API and Terraform support for DR cluster creation are planned for general availability (GA).
Set up DR on an existing cluster
To enable DR on an existing dedicated AWS cluster, submit a support request through the Astro UI. Astronomer processes the request during your specified maintenance window.
Prerequisites
- Organization Owner role with
organization.clusters.updatepermission - An AWS dedicated cluster that is not already DR-enabled
Submit a DR enablement request
Open the support request form
You can open the form in two ways:
- From the cluster details page: In the Astro UI, go to Organization Settings > Clusters, select your cluster, then click Enable Disaster Recovery.
- From the support menu: In the Astro UI, open Support and select Enable AWS Data Plane Disaster Recovery as the request type.
Configure the request
Complete the following fields:
- Cluster: Select the AWS cluster to enable DR on. Only eligible clusters appear — the cluster must be an AWS dedicated cluster that isn’t already DR-enabled.
- Failover Region: Select the AWS region for the secondary cluster.
- DR VPC Subnet Range: (Optional) Specify a VPC subnet range for the secondary cluster. Leave blank to use the same range as the primary cluster.
- DR Pod CIDR Range: (Optional) Specify a Pod CIDR range for the secondary cluster. Leave blank to use the same range as the primary cluster.
- Task Logs Replication SLA: Enable to guarantee a 15-minute RPO for task logs. Additional charges apply. See Task Logs Replication SLA.
- Maintenance Window: Select a date and time for the maintenance window. The date must be at least 5 days from today. Weekends are not available.

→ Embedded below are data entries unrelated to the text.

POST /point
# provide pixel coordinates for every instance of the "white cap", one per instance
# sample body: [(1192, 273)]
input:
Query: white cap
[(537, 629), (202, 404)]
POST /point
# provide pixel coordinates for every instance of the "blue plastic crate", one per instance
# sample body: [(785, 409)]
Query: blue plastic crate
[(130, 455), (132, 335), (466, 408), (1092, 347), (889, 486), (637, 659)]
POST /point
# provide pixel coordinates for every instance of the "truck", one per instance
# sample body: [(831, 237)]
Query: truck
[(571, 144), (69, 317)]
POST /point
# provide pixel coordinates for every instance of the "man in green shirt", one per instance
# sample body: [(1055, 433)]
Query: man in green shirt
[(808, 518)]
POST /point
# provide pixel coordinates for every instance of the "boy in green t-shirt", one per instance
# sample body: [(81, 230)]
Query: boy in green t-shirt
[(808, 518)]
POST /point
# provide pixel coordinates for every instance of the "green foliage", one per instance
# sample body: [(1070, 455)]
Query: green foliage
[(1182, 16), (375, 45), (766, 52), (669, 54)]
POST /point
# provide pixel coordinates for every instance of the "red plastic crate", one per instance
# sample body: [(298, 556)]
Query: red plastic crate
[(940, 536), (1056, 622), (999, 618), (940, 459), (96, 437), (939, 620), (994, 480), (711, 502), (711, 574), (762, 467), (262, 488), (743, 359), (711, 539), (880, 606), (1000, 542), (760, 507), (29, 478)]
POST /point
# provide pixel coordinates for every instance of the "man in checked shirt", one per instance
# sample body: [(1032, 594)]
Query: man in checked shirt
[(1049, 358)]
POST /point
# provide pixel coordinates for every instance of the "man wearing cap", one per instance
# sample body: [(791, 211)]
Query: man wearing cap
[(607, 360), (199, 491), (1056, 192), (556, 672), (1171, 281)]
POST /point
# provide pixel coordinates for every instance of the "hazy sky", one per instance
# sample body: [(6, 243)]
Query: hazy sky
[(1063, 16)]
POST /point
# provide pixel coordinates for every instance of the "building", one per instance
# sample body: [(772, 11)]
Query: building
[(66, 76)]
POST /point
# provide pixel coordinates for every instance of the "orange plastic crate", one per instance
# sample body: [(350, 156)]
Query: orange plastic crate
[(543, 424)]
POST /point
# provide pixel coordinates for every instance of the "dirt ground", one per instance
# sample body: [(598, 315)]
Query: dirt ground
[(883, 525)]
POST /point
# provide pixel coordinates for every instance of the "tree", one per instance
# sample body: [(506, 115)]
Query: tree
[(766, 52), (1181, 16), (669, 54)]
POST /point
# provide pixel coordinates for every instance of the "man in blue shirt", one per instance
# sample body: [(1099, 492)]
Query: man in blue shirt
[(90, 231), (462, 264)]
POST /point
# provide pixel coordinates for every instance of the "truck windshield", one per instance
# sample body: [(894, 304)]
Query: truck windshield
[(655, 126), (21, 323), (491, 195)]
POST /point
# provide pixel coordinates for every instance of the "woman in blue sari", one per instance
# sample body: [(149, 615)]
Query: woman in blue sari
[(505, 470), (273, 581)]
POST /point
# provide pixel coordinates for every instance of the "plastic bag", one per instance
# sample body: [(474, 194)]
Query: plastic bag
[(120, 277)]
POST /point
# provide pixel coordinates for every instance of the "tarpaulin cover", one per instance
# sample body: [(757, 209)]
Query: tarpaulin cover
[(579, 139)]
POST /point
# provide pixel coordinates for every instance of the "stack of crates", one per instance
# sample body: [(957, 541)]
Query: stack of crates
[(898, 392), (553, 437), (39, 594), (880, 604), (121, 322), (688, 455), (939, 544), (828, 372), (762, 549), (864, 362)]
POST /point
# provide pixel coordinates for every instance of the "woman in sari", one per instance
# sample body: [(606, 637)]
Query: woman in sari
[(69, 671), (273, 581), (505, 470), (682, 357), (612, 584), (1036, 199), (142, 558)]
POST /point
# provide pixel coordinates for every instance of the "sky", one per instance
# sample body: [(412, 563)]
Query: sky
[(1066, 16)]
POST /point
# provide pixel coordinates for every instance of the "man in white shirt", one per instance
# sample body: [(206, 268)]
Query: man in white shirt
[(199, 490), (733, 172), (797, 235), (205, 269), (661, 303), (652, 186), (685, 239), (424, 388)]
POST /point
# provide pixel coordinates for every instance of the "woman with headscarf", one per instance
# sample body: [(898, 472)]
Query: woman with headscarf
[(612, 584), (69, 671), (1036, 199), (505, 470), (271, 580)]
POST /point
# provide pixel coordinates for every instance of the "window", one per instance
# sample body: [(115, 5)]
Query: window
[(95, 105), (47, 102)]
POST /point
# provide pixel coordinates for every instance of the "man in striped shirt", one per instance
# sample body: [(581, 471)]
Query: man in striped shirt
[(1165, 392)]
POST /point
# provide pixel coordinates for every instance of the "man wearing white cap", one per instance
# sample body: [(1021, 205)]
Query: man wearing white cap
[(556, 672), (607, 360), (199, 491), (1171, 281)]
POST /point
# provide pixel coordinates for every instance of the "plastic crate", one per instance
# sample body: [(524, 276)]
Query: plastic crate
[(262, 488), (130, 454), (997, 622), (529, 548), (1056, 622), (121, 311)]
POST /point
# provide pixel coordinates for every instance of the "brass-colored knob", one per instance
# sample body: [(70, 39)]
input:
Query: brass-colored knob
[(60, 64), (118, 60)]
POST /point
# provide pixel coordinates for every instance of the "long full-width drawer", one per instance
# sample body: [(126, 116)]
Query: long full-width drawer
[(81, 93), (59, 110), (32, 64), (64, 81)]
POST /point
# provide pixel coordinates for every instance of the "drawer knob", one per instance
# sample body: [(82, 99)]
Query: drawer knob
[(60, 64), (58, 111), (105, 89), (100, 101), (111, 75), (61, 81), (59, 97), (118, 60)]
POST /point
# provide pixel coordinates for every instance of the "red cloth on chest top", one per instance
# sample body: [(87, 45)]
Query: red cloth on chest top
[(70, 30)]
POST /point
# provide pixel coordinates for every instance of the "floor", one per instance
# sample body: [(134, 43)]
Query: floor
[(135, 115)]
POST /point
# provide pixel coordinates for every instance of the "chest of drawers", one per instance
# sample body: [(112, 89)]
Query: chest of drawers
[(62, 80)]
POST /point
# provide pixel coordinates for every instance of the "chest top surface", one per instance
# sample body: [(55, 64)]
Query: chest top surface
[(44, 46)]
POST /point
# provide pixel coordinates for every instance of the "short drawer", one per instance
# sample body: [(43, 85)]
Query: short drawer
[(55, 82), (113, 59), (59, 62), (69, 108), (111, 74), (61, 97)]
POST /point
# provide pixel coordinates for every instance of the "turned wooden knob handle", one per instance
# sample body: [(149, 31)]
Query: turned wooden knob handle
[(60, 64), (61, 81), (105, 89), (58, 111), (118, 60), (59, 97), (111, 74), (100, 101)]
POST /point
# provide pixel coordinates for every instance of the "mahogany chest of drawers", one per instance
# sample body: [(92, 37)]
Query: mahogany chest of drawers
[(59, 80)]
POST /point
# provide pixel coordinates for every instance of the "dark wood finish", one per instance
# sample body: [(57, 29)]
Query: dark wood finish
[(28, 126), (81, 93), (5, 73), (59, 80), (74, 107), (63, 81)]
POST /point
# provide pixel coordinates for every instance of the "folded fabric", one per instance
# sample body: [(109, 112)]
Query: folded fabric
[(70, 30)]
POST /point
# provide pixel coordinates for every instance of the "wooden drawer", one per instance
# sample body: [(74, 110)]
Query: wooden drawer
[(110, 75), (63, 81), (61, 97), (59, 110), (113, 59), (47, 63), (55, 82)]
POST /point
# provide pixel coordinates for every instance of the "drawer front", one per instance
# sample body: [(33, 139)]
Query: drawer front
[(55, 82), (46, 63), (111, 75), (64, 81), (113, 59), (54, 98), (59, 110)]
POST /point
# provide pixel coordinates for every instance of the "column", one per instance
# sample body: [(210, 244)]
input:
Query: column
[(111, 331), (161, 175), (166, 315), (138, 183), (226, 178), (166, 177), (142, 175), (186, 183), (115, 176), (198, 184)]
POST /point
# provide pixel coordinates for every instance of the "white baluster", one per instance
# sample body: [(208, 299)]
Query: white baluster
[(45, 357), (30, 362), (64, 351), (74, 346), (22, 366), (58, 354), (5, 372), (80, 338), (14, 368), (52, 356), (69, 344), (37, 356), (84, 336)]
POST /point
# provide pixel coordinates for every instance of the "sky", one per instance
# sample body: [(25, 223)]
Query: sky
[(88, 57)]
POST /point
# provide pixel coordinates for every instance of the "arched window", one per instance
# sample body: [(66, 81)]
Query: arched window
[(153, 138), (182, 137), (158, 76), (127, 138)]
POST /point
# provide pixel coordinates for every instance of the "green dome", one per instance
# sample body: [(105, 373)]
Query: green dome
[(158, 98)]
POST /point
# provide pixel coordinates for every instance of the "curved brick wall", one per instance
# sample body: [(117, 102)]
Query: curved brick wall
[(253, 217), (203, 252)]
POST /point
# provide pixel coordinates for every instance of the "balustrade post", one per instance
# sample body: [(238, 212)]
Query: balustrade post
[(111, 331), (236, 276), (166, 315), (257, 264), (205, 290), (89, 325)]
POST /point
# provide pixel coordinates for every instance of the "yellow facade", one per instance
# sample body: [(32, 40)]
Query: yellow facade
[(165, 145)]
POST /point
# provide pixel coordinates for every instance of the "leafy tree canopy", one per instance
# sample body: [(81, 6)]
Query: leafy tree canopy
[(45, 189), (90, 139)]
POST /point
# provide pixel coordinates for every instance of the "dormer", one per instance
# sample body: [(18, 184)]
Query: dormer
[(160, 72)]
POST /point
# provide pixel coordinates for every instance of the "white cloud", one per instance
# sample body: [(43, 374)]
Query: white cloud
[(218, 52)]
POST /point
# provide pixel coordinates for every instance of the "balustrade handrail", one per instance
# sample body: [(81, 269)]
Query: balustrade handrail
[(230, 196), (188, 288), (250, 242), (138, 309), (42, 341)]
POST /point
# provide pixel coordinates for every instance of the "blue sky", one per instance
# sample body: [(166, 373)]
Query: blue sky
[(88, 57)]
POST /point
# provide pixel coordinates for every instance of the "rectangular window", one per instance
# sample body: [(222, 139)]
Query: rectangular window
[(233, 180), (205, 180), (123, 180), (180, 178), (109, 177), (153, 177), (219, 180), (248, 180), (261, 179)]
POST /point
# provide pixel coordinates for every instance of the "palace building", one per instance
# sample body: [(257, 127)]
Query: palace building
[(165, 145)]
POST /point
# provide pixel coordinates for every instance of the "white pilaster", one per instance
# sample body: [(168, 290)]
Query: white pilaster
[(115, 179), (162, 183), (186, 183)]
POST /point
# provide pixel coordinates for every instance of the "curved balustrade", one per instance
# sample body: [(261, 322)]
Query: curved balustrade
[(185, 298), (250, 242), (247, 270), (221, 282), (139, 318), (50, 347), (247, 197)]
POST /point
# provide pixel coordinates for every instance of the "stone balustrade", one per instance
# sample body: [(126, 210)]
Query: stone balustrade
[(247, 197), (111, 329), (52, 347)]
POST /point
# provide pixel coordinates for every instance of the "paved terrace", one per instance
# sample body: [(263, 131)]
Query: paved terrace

- Additional Details: (Optional) Include any additional context or requirements.
- CC Emails: (Optional) Add email addresses to copy on the support ticket.
Running, scheduled, and event-triggered tasks are affected during the maintenance window. Tasks may fail and require a retry. Plan for 1-2 hours of downtime during the maintenance window.
The conversion process has two phases:
- Database migration: Migrates the metadata database. This phase requires no downtime.
- Infrastructure switch: Enables cross-region replication. This phase requires approximately 1-2 hours of maintenance downtime.
Enabling DR incurs additional Astro credits. Secondary cluster resources and data replication incur ongoing charges based on your cluster configuration.
Disable DR
Your cluster must be running out of the primary region to disable DR. To disable cross-region disaster recovery on an existing cluster, contact Astronomer support.
Required steps after enabling DR
After Astronomer creates the secondary cluster, complete the following steps before triggering a failover:
- Networking and DNS: Configure all required networking and DNS customizations for the secondary cluster. See Networking considerations.
- imagePullSecrets: If your Deployments use Kubernetes Pod Operators (KPOs), configure
imagePullSecretson the secondary cluster. See Pull images from a private registry. - Customer-managed workload identity: If your Deployments use customer-managed workload identities, configure the appropriate workload identity and update IAM trust relationships for the secondary cluster. See Workload identity.
- Dag logic: Update your Dag logic to handle the
ASTRONOMER_IS_DR_ENVenvironment variable for secondary-specific connections or configurations. See Prepare Dags for disaster recovery.